There also exists cache unfriendly applications that see large changes with more bandwidth or more channels.

Games generally are cache friendly, many easy benchmarks are cache friendly. But generally more aggressive use of a machine (which is presumably why you buy a top spec CPU) is generally less cache friendly. Also people notice worst case performance much more than average or best case. Audio skipping, user interface lag, etc.

You can see this effect in action when you compare single thread performance to multithead performance using every CPU. L1 caches are generally note shared, so if it's less than N times faster for N CPUs you are seeing software overhead (the cost of synchronization) or cache misses (in L1, L2, or L3) or of course main memory bottlenecks.

I've seen plenty of cases on older servers where running on all CPUs of single socket was FASTER than all CPUs of two sockets, but that's much less common these days because each socket has it's own memory system.

I can assure you that the entire server market and high end desktop market isn't running 2 to 8 time the memory bandwidth just for fun. The bandwidth is expensive and justified.

1 comments

An application being cache-unfriendly doesn't imply that it will be bandwidth-bound. If the application reads single words from random locations it will be cache-unfriendly and latency-bound. If it reads 1K contiguous bytes from random locations it will be cache-unfriendly and possibly bandwidth-bound. If it scans the entire memory space sufficiently quickly it may be both cache-friendly and still bandwidth-bound.

I can't speak for the server market, but I'm certain that the high-end desktop market is composed primarily of people who do run top-of-the-line specs just for fun.

Correct, an application that reads single words from random locations will be cache unfriendly and latency bound. However additional memory channels means you can run more of them and get better throughput.

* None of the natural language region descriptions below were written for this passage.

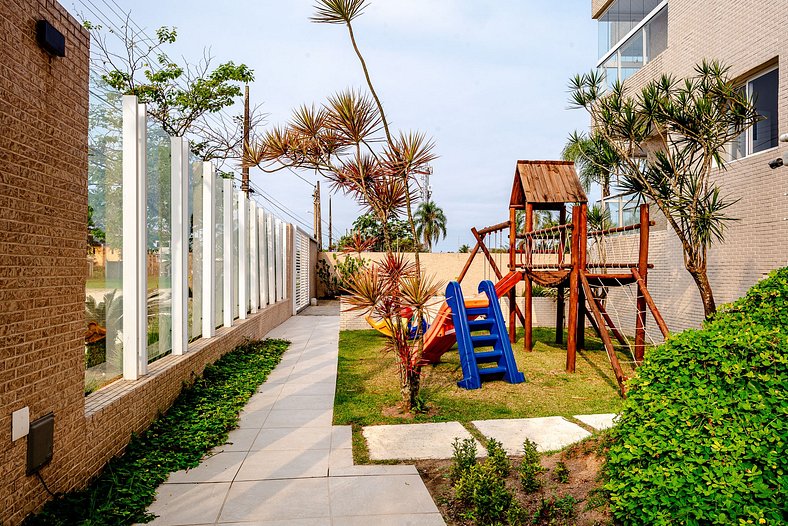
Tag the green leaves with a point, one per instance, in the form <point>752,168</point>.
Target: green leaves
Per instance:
<point>199,419</point>
<point>703,437</point>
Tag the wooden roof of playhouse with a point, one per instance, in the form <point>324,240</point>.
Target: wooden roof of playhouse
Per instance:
<point>546,183</point>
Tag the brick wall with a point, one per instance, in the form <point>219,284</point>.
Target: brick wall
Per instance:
<point>43,213</point>
<point>43,218</point>
<point>746,36</point>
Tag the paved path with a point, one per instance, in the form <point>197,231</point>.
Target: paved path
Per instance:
<point>287,465</point>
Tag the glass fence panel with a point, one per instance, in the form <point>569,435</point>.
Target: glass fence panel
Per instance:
<point>218,280</point>
<point>104,285</point>
<point>159,241</point>
<point>195,257</point>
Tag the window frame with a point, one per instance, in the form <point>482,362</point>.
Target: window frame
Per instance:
<point>747,85</point>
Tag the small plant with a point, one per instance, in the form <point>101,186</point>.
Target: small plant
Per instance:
<point>497,459</point>
<point>555,511</point>
<point>484,491</point>
<point>561,473</point>
<point>463,458</point>
<point>530,468</point>
<point>327,278</point>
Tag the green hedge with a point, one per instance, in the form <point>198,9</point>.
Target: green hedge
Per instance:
<point>198,420</point>
<point>702,436</point>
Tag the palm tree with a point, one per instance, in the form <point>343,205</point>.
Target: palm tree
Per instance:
<point>430,223</point>
<point>596,161</point>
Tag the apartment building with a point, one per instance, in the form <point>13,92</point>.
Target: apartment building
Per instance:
<point>639,40</point>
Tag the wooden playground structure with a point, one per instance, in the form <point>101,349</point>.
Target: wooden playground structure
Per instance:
<point>566,257</point>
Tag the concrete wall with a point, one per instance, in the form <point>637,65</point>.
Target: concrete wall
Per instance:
<point>746,38</point>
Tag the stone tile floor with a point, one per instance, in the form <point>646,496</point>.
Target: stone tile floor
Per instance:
<point>287,464</point>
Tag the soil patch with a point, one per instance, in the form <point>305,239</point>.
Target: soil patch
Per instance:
<point>583,462</point>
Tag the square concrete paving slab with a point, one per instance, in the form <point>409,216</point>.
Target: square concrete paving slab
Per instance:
<point>290,464</point>
<point>253,419</point>
<point>271,500</point>
<point>414,441</point>
<point>325,401</point>
<point>308,389</point>
<point>239,440</point>
<point>178,504</point>
<point>283,439</point>
<point>424,519</point>
<point>599,422</point>
<point>299,418</point>
<point>220,467</point>
<point>358,496</point>
<point>549,433</point>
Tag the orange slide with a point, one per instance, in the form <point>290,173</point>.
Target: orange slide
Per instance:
<point>440,337</point>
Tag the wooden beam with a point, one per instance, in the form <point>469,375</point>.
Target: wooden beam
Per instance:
<point>611,351</point>
<point>663,327</point>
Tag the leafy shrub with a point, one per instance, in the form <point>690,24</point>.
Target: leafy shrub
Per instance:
<point>484,491</point>
<point>497,459</point>
<point>463,458</point>
<point>530,468</point>
<point>702,436</point>
<point>197,421</point>
<point>561,473</point>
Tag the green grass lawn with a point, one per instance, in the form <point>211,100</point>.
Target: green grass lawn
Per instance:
<point>368,383</point>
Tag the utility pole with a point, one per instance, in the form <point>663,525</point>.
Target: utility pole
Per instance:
<point>330,227</point>
<point>245,169</point>
<point>318,230</point>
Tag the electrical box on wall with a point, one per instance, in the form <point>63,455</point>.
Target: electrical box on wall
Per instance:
<point>50,39</point>
<point>40,443</point>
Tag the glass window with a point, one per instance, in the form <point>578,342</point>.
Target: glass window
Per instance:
<point>104,285</point>
<point>195,249</point>
<point>159,241</point>
<point>764,134</point>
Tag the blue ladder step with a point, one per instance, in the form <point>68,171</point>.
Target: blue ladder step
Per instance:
<point>484,340</point>
<point>492,370</point>
<point>487,356</point>
<point>477,325</point>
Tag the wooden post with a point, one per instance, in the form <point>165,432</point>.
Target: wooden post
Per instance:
<point>640,321</point>
<point>528,343</point>
<point>559,312</point>
<point>513,292</point>
<point>574,293</point>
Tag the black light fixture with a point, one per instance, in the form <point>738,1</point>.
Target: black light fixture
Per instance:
<point>50,39</point>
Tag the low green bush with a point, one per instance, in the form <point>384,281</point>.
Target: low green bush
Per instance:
<point>484,492</point>
<point>530,468</point>
<point>463,457</point>
<point>702,436</point>
<point>199,420</point>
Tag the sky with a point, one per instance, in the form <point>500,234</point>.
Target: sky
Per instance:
<point>487,81</point>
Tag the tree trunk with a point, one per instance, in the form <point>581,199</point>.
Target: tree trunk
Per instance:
<point>411,383</point>
<point>704,287</point>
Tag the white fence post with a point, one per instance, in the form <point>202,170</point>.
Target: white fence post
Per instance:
<point>209,251</point>
<point>179,221</point>
<point>227,256</point>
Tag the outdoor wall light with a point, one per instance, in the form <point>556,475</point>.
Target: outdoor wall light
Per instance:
<point>50,39</point>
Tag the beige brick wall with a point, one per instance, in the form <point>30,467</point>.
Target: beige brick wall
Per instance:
<point>43,217</point>
<point>746,36</point>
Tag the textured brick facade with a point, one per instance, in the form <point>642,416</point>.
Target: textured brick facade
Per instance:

Personally I bought more cores when I can and find that the average and best case are very similar to CPUs with less cores, but the worst case performance is much better. With 8 CPUs I find that the browser, plex, processing batches of photos, transcoding video, running a minecraft server and other random duties have much less of an impact on normal desktop use.

It used to be MUCH easier to be I/O bound with spinning disks, but with the new M.2 SSDs some pretty impressive I/O rates are possible (random or sequential), which makes it easier to be CPU limited.